Yeah, but public pays so much lower now why even both starting at a public? and I’m saying this as someone who spent 7 years in audit, when I left earlier this year, there were entire classes below me who are just 100% gone, my office didn’t even have anyone they can promote to manager, meanwhile managers and senior managers are quitting at record levels. Public accounting sure wants to weed people out, but never at this 100% level, to the point where we’re having partners who are acting as in charges on jobs, because they don’t have SM, managers, or even a proper senior on a job, just a second year staff leading a couple interns and off shore staffs. That’s the reality, it’s long past the ‘people who want to make partner stay and put in the work for a future payoff, and everyone else fucks off after a few years for a better job in private’, it’s everyone is gone, let’s have this random person from India do some opening balance sheet testing by themselves 🙂
Salary compression is going to start to be a thing … it’s one thing to try to attract new entrants … but, as the salary increases at the lowest level start to bump up against the Seniors -> Managers -> Sr Mgrs/Directors -> it’ll start to get untenable for partner profitability … it’s not a problem until it is …
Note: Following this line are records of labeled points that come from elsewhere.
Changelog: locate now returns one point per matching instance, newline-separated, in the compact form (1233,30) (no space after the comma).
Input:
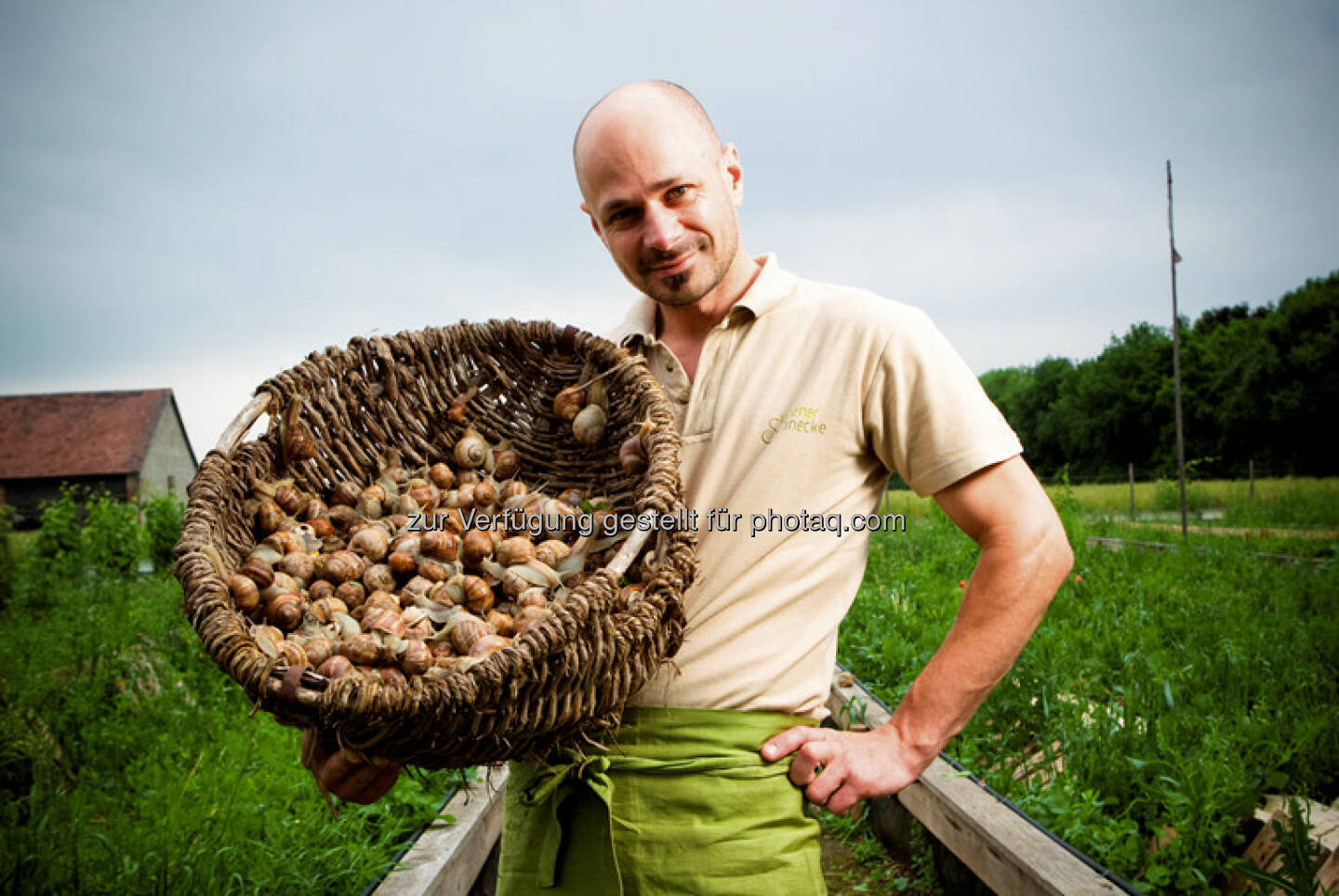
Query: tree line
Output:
(1256,386)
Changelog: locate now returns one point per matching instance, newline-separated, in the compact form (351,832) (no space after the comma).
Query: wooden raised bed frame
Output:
(1004,850)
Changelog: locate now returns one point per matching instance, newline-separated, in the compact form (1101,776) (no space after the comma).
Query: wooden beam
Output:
(447,857)
(1004,850)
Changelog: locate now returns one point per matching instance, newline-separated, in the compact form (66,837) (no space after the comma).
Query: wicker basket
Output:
(559,685)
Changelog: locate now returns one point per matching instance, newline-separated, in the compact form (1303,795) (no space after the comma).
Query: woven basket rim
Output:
(404,366)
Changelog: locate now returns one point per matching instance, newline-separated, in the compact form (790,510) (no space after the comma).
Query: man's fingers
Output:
(789,741)
(827,781)
(350,777)
(842,801)
(810,761)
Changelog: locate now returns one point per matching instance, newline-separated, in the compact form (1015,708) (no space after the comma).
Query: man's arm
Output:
(1025,558)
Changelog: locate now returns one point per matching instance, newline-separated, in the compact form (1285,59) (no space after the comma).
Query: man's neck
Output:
(684,328)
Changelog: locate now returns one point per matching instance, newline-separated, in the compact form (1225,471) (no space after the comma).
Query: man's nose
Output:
(663,228)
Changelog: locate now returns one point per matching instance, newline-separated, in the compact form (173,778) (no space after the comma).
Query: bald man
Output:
(794,400)
(790,397)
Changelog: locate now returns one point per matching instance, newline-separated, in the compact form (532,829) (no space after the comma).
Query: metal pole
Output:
(1176,359)
(1132,492)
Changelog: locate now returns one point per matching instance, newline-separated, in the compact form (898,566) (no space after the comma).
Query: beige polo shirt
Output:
(806,397)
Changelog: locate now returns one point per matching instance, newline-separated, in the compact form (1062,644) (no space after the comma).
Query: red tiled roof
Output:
(78,433)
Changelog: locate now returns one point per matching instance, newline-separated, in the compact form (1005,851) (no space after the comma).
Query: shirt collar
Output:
(769,289)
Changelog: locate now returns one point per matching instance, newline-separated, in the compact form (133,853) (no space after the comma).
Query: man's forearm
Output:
(1004,600)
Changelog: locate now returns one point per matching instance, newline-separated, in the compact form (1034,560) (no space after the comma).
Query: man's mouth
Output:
(672,267)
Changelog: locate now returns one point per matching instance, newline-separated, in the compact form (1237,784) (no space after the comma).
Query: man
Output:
(790,397)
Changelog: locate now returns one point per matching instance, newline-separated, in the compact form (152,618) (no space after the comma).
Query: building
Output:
(128,443)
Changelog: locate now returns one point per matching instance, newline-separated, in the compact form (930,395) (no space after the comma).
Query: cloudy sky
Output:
(198,194)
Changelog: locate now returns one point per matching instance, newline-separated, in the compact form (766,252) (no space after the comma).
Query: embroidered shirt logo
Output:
(797,419)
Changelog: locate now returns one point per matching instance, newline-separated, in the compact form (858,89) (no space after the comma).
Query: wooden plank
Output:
(1001,847)
(1323,820)
(447,857)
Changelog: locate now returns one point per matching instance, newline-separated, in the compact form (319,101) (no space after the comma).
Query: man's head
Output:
(660,191)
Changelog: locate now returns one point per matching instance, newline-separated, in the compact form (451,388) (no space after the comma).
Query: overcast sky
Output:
(195,196)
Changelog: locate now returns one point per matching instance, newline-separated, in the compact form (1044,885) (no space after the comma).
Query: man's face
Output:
(663,201)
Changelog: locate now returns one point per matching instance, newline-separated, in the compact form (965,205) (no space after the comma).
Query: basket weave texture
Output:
(559,685)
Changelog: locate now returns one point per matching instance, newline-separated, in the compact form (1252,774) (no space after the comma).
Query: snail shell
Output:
(590,425)
(442,476)
(471,450)
(568,403)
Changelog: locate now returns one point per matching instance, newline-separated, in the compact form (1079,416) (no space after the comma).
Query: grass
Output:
(130,764)
(1299,503)
(1180,687)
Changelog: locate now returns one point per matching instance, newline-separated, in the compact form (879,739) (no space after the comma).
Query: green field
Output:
(1173,689)
(128,762)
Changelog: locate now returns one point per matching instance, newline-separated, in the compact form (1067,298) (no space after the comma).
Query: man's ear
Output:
(733,173)
(593,222)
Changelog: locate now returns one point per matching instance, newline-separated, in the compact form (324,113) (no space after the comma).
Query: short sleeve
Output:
(925,414)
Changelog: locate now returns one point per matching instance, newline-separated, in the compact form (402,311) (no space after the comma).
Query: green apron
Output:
(681,804)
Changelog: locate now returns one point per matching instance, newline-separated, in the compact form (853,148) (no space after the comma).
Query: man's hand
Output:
(1025,556)
(839,769)
(347,774)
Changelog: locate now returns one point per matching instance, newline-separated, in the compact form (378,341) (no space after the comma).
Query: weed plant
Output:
(1174,690)
(128,761)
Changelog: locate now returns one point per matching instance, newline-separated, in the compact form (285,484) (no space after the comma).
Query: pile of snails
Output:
(426,571)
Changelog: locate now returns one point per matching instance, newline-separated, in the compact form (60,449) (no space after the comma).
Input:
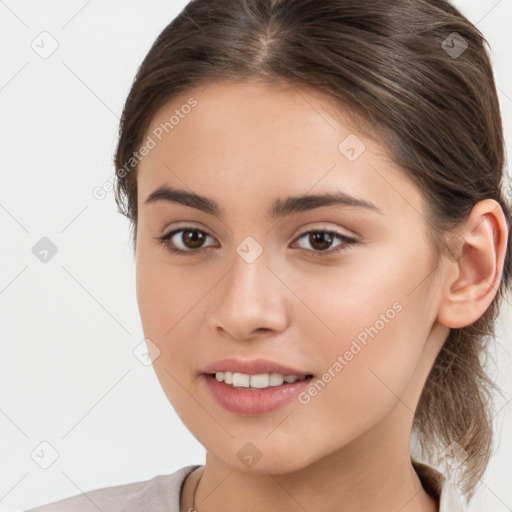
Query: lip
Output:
(253,402)
(252,367)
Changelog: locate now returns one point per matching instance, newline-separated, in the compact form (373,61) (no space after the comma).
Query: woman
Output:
(322,244)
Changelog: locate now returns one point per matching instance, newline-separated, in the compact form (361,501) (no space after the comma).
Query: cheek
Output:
(371,336)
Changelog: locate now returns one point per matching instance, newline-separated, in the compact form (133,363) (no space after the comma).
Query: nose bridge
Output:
(252,297)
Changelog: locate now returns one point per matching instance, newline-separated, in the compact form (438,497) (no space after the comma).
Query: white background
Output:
(69,326)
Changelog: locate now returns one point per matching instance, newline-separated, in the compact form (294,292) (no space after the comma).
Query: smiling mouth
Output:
(239,380)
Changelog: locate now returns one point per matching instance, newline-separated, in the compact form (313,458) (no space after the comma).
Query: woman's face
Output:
(269,278)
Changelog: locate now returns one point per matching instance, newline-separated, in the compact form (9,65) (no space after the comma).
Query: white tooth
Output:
(259,381)
(241,380)
(275,379)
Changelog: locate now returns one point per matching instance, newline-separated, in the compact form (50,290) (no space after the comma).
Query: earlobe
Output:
(473,276)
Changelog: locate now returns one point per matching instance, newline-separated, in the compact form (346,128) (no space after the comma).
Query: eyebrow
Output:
(279,208)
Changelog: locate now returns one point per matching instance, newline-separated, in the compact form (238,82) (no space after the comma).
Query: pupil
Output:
(195,237)
(325,239)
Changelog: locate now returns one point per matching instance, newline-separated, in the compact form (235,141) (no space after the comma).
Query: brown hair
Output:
(431,95)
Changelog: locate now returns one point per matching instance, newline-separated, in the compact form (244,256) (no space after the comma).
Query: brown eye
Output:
(184,240)
(320,241)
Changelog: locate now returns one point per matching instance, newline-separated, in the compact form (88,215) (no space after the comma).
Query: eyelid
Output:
(346,240)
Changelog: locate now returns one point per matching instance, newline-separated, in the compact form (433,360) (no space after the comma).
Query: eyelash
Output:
(346,242)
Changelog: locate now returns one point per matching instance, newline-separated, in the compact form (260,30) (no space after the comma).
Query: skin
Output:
(348,449)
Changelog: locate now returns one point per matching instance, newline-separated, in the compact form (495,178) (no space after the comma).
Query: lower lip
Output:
(252,402)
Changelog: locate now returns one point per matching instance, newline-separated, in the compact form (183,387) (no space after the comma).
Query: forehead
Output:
(259,138)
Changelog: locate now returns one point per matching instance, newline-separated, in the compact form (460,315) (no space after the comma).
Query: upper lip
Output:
(252,367)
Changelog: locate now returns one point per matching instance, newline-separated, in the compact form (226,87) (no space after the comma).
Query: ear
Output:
(472,278)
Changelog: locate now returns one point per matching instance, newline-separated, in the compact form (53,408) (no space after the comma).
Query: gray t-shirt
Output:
(162,494)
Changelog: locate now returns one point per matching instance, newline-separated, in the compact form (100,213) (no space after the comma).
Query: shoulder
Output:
(160,493)
(438,486)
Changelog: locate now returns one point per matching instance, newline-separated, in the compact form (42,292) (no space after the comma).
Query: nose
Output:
(252,300)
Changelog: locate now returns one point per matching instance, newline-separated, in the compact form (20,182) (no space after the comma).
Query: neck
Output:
(382,478)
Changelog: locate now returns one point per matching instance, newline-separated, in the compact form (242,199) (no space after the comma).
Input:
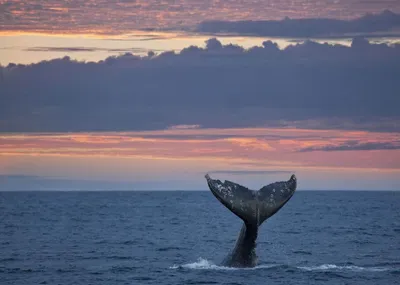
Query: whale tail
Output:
(253,207)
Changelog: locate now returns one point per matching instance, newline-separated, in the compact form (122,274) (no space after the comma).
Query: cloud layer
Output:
(387,22)
(121,16)
(305,85)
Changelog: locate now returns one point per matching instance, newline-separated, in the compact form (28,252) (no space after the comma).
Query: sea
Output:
(180,237)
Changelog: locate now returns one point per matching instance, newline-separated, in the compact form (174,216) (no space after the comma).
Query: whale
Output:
(253,207)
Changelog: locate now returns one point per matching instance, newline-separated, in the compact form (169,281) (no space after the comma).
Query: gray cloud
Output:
(87,49)
(305,85)
(386,22)
(355,145)
(250,172)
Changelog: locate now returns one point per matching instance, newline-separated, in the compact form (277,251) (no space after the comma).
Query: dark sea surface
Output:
(181,237)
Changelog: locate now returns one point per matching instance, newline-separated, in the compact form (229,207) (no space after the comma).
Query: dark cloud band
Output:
(222,86)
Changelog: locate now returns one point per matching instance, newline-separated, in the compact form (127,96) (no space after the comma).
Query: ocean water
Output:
(180,238)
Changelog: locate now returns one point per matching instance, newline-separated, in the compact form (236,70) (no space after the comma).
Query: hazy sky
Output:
(157,101)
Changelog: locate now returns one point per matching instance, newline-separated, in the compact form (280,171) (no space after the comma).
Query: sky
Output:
(150,95)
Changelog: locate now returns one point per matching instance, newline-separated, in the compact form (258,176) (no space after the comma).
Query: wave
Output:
(334,267)
(202,263)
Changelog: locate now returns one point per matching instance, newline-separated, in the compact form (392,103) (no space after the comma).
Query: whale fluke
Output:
(253,207)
We’re long overdue for increases across the board in accounting. Its not right that I started at $55k back in 2010 and many firms aren’t much higher than that 12 years (and lots of inflation) later.
Its not like the partners at these firms couldn’t eat some of the cost too. They’ve been making out like bandits for years.
We should be more like commercial banks. Entry level is $40k per year, but they get a VP title.